Volvemos a los orígenes. Vamos a continuar con la galería de psicópatas. Le toca el turno a otro peso pesado en esto de matar gente: Ted Bundy.

Cometió 30 asesinatos. Era una muy inteligente, con un gran don de gentes y mucho sentido del humor. Las víctimas, casi todas chicas jóvenes que se parecían entre sí, le seguían de buena gana. Era atractivo. Bundy fingía tener un barzo roto y pedía ayuda para conducir su Volkswagen escarabajo. Las escogía jóvenes estudiantes de cabellos largos, que le recordaban a su novia, novia que representaba, a su vez a su madre. Una madre que rechazo a su hijo al darlo en adopción.

Fue el hijo ilegítimo de una jovencita de familia puritana. Nacido en 1946, Theodore Bundy pasó los primeros cuatro años de su vida como el hermano de su madre, para ocultar la mancha de la familia. Su madre se casó y él descubrió el pastel, un hecho que lo persiguió toda su vida.

Comenzó mutilando animales y a espiar a las chicas. Aún así el futuro se presentaba optimista para el gallardo y apuesto joven. Entra en la universidad y al mismo tiempo trabajaba de voluntario en uno de esos teléfonos de ayuda, en este caso para evitar suicidios.

Se comprometió con una bella joven de la alta sociedad, pero ésta le engañó (es decir, le puso unos cuernos de tomo y lomo). En el año 1972 comenzó a seguir mujeres por las calles. En 1974 dañó a una mujer mientras ésta dormía.Unas cuantas semanas después atacó a otra mujer mientras dormía, la golpeó, la violó y la mató. Comenzaba así su carrera criminal.

Se hacía pasar por un estudiante o por guarda de seguridad y a veces pedía ayuda a las mujres con un brazo vendado. Así, con su buena presencia y con el brazo en cabestrillo, infundía confianza. Mata a catorce mujeres, la mayoría de ellas estudiantes que le recordaban a su antigua prometida. Las mata en varios estados de USA: Oregon, Utah, Colorado, etc.

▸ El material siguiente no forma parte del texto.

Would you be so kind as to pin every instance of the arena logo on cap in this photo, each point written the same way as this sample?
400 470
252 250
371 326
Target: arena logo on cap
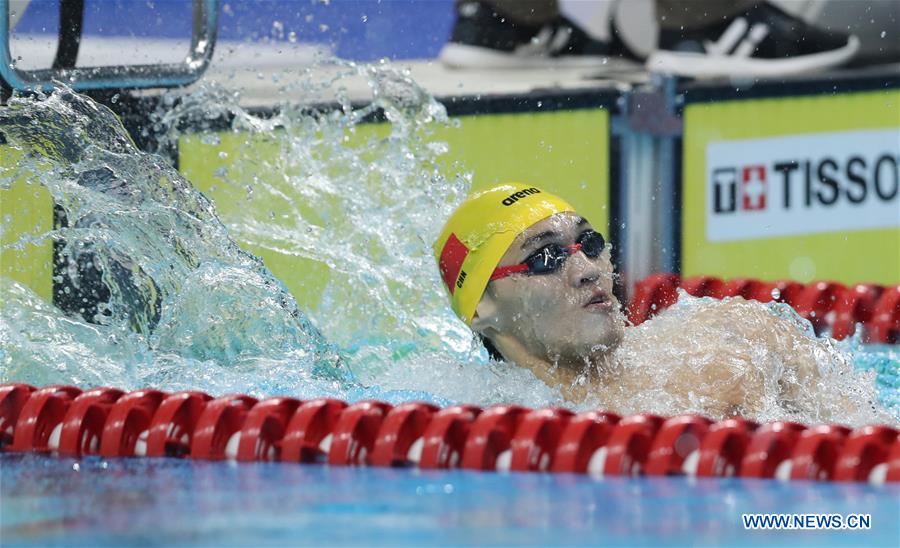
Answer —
516 196
802 184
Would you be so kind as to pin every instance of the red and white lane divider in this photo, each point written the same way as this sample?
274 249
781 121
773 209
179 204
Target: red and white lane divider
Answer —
65 420
827 305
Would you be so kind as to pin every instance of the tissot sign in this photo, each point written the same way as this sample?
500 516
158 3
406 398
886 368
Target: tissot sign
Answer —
802 184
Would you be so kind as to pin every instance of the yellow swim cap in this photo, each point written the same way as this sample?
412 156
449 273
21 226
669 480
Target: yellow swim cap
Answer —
478 234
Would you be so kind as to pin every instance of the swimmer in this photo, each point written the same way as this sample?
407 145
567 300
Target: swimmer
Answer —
534 280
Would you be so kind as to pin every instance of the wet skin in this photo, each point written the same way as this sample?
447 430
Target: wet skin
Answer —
563 318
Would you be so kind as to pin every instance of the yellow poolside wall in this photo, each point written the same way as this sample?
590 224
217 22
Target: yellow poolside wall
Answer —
25 210
565 151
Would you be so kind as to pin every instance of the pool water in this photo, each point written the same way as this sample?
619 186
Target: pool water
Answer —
97 502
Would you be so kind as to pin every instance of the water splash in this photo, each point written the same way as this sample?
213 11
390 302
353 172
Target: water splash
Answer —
176 288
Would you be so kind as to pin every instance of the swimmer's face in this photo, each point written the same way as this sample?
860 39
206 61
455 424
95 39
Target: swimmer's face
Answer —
567 314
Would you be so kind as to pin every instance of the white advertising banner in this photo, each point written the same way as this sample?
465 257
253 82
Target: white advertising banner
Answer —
802 184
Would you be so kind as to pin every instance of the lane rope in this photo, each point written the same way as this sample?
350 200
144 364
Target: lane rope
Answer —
66 421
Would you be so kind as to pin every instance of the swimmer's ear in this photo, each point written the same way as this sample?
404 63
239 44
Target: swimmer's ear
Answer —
486 319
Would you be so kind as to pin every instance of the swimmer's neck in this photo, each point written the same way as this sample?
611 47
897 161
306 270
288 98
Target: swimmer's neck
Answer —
576 377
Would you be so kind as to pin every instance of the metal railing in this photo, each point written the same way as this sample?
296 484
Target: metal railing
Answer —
203 38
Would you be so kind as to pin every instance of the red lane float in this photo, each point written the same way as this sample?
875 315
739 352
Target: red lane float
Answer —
893 463
677 439
399 441
817 300
490 436
40 420
827 305
865 449
444 440
106 421
12 400
535 441
723 448
83 424
817 452
217 433
128 424
651 295
884 327
308 436
263 429
704 286
770 448
585 434
857 306
355 432
172 427
628 446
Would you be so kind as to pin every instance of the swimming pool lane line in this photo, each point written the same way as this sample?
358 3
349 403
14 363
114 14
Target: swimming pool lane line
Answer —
66 421
830 306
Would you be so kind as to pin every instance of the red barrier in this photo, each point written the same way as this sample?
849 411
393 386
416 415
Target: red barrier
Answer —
310 426
827 305
817 451
770 446
652 295
403 427
355 431
893 463
12 399
817 300
629 444
40 417
584 435
742 287
677 438
221 420
704 286
535 442
864 449
151 423
723 448
490 436
857 306
128 422
263 429
172 427
444 440
884 327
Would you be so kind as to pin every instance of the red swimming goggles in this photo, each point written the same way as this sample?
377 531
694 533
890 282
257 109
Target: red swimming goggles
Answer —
551 257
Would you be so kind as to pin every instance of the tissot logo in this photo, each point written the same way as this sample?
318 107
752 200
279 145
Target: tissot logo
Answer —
803 184
752 188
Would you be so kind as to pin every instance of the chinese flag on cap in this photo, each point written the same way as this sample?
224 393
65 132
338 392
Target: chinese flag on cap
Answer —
450 263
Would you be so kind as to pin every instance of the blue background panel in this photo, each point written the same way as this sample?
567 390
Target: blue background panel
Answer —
362 30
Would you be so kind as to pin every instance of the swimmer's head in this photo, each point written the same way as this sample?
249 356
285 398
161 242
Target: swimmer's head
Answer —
529 274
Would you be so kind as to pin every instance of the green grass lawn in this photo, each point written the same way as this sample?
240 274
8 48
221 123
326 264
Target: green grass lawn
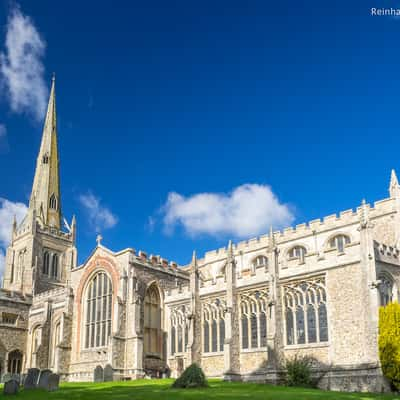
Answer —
160 390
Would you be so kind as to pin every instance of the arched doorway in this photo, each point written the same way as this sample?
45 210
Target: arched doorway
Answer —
15 362
153 335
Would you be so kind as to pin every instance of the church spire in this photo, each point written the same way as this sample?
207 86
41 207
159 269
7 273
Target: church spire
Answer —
45 196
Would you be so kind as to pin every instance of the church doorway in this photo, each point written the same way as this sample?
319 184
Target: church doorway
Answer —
15 362
153 334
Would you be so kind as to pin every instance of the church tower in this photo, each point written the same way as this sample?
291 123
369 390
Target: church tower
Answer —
41 254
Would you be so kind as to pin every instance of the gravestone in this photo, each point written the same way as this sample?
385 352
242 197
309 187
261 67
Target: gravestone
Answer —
44 378
16 377
98 374
31 378
108 373
11 387
53 382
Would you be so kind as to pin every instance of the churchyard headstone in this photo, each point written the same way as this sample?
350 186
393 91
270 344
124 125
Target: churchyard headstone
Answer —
11 387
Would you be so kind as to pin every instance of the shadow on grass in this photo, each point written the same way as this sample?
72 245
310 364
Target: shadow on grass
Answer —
161 390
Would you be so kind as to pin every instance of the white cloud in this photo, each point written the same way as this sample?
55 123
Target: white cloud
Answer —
21 65
248 210
100 217
7 211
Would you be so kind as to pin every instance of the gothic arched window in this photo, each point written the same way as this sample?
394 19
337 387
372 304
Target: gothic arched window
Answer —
339 242
305 309
15 362
98 311
56 339
259 261
53 202
253 310
213 326
297 252
54 266
152 321
46 263
179 330
385 290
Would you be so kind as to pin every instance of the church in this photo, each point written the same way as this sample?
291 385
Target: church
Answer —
239 312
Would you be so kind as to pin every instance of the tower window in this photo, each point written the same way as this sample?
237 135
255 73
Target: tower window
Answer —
54 266
298 252
339 242
46 263
53 202
260 261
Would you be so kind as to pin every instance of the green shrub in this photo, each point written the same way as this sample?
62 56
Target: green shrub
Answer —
192 377
389 342
298 371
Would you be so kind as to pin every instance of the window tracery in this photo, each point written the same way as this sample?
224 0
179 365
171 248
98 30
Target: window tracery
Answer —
179 329
98 311
213 325
253 308
305 312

En 1975 es arrestado, pero escapa en 1977 a Florida. En 1978 viola y mata a dos estudiantes y agrede a otras tres. Perseguido por la,ley aún mató a su última víctima, una niña de once años, a la que también violó. Le mordió el pezón de tal manera que se le arrancó y fueron las marcas dentales las que permitieron identificarlo una semana después cuando fue arrestado por conducir un coche robado.

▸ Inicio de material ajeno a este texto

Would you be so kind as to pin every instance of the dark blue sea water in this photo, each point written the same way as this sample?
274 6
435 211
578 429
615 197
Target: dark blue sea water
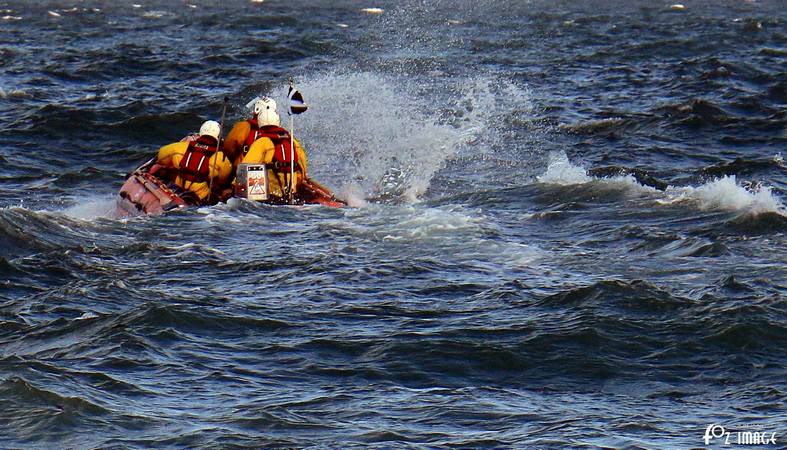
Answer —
568 226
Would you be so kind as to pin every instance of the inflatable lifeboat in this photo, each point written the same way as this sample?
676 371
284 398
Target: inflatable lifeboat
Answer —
146 191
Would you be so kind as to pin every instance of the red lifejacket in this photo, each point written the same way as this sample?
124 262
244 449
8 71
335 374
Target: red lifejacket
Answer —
195 164
281 144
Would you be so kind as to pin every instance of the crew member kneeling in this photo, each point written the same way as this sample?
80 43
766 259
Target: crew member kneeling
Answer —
198 162
268 143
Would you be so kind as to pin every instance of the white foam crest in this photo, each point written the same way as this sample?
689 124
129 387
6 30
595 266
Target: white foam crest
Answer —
92 208
13 93
562 172
727 194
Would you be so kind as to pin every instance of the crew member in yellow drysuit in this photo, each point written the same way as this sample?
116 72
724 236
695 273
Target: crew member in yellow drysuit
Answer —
261 140
198 162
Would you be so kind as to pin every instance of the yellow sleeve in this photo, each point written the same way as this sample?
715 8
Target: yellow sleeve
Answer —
302 160
170 155
260 152
233 144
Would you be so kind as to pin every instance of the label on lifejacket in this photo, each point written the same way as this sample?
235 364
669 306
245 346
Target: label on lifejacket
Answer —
252 182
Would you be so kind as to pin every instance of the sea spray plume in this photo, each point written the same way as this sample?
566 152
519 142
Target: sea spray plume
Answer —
382 139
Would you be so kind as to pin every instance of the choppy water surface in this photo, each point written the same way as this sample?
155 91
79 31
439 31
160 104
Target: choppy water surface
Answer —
578 238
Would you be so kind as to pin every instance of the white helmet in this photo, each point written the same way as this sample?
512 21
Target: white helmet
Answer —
268 117
210 128
264 104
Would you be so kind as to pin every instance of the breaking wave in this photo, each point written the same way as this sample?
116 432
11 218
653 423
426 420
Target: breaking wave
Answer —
726 193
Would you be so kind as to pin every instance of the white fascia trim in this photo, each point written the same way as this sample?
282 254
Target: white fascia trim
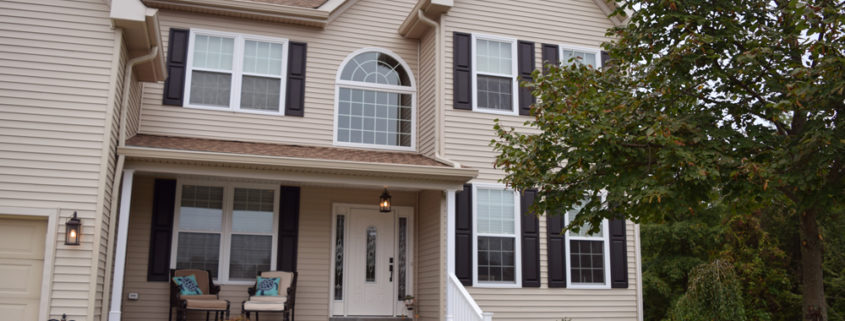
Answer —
517 239
514 81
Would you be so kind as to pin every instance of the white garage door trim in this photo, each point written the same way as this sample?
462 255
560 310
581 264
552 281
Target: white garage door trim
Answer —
49 249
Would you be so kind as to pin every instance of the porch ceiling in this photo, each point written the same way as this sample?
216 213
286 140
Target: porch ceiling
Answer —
304 164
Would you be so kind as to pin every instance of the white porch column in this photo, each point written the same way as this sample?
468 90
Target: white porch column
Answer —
450 252
120 249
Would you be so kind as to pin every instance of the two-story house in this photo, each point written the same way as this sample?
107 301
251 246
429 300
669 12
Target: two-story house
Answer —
239 136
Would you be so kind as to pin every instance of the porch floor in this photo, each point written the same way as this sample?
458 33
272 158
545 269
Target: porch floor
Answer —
368 319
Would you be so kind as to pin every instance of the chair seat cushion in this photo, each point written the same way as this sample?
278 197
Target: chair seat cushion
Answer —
268 299
263 306
199 297
192 304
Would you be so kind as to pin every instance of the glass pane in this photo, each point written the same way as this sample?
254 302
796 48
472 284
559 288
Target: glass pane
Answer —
377 68
495 211
586 261
250 254
338 258
263 58
201 208
198 251
210 88
374 117
496 259
253 211
403 244
495 92
494 57
213 52
260 93
371 254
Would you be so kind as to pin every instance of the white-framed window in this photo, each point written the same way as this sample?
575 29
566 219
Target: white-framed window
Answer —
375 101
229 71
588 264
228 229
496 228
494 75
584 55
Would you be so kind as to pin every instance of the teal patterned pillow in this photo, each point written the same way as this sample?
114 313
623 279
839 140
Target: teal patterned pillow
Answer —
187 284
267 286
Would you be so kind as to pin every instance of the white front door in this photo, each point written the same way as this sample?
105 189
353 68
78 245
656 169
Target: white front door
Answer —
21 264
371 259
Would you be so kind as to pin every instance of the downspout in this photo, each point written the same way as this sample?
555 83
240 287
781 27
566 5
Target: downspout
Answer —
438 138
121 159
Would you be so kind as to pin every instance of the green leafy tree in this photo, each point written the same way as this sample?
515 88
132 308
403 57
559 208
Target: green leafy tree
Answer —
704 101
714 295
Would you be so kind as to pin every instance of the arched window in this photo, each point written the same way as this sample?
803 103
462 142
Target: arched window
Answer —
375 101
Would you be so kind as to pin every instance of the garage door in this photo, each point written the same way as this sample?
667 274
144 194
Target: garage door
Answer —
21 267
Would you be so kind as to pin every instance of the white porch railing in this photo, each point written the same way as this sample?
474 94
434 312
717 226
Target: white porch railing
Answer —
459 304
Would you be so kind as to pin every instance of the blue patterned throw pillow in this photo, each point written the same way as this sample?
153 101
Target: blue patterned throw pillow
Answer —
267 286
187 284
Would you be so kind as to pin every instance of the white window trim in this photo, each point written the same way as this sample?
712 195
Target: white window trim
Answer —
412 90
236 72
517 239
514 81
226 227
593 50
605 237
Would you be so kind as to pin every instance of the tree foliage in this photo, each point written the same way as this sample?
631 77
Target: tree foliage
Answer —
704 101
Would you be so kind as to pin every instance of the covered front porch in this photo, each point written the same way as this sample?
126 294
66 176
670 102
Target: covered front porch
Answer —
324 223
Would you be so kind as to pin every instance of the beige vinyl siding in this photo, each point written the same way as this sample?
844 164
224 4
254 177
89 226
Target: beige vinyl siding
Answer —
56 59
431 263
367 23
427 99
314 257
467 135
133 114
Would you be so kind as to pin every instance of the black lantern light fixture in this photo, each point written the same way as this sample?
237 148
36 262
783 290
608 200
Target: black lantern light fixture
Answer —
384 202
72 230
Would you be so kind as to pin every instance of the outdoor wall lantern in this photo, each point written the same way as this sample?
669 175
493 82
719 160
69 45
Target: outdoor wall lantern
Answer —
384 201
72 230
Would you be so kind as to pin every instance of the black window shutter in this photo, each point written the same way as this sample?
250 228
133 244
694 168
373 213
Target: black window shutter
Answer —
551 55
295 94
525 66
605 59
177 54
463 235
530 242
462 46
556 251
288 229
618 255
161 230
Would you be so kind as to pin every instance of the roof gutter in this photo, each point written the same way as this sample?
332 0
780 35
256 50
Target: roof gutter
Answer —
304 164
318 17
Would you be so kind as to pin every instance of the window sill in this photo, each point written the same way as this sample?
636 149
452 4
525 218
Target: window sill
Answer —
496 285
587 286
234 111
495 111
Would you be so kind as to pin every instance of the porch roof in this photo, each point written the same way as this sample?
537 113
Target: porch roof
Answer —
315 164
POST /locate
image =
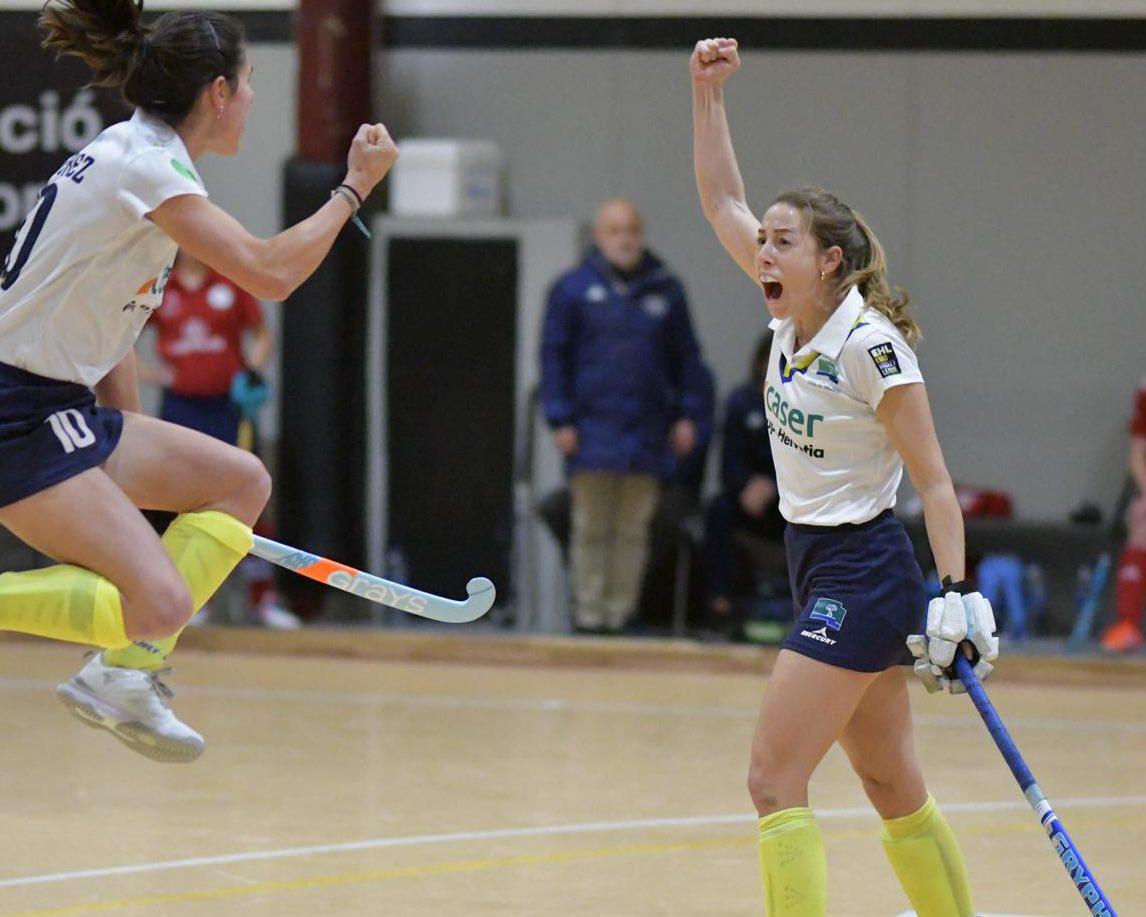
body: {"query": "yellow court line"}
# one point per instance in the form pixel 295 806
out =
pixel 504 862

Aun perseguido por la policía, pudo violar y matar a su última víctima, una niña de once años. Le mordió tan profundamente el pezón a la joven que las marcas dentales que le dejó, permitieron su identificación una semana después al ser detenido por conducir un coche robado.

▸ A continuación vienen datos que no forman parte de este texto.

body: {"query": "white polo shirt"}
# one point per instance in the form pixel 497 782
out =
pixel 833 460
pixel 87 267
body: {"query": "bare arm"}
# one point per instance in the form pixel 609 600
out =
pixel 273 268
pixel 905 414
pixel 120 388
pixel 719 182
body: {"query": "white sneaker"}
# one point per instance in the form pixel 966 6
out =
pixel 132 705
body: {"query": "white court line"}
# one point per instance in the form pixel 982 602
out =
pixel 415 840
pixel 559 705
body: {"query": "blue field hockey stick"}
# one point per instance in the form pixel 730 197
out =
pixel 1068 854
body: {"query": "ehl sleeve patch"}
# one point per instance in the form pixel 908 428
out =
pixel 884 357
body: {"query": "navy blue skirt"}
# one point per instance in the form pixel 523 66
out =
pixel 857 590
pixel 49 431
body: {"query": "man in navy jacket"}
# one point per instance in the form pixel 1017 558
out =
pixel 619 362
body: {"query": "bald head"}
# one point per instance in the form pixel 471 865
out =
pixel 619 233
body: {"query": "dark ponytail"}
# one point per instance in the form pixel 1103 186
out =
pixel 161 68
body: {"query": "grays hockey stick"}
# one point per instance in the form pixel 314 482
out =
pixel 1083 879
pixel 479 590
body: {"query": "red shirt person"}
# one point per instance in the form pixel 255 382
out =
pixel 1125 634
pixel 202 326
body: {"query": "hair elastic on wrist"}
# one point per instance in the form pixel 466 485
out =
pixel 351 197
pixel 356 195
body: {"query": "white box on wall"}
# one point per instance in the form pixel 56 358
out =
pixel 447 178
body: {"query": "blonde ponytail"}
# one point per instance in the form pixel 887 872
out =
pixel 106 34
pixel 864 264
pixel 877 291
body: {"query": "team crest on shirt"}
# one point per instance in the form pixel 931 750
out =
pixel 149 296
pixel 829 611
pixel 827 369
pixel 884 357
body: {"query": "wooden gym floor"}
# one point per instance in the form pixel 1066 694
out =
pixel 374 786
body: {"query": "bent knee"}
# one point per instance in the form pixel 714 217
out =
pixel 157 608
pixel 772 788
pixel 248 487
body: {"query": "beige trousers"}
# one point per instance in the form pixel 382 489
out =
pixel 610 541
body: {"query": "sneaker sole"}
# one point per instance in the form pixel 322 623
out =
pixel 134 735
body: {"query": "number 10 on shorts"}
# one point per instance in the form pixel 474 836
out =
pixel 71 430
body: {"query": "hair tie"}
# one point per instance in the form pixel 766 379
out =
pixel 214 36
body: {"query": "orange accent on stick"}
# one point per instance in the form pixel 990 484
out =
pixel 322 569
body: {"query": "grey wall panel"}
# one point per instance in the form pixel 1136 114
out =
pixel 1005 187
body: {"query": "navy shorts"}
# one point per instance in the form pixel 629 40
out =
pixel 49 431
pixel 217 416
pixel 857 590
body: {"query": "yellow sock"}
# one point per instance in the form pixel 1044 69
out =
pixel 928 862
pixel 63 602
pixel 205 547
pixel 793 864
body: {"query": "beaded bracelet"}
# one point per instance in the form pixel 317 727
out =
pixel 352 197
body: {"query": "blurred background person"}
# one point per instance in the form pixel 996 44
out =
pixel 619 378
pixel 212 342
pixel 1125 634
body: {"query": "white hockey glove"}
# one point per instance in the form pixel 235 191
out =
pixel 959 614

El mismo se encargó de su defensa. En 1979 fue condenado por los asesinatos cometidos en Florida. Clamó por su inocencia. Se casó a puntoed ser ejecutado, lo que ocurrió en la silla eléctrica en 1989 tras varias apelaciones fallidas. Incluso la noce anterior confesó más crímenes para detener la ejecución.

Estas son palabras del propio Ted Bundy, palabras lúcidas, siniestras y proféticas:“Nosotros, los asesinos en serie, somos vuestros hijos, vuestros maridos, estamos en todas partes. Y habrá más de vuestros hijos muertos mañana”.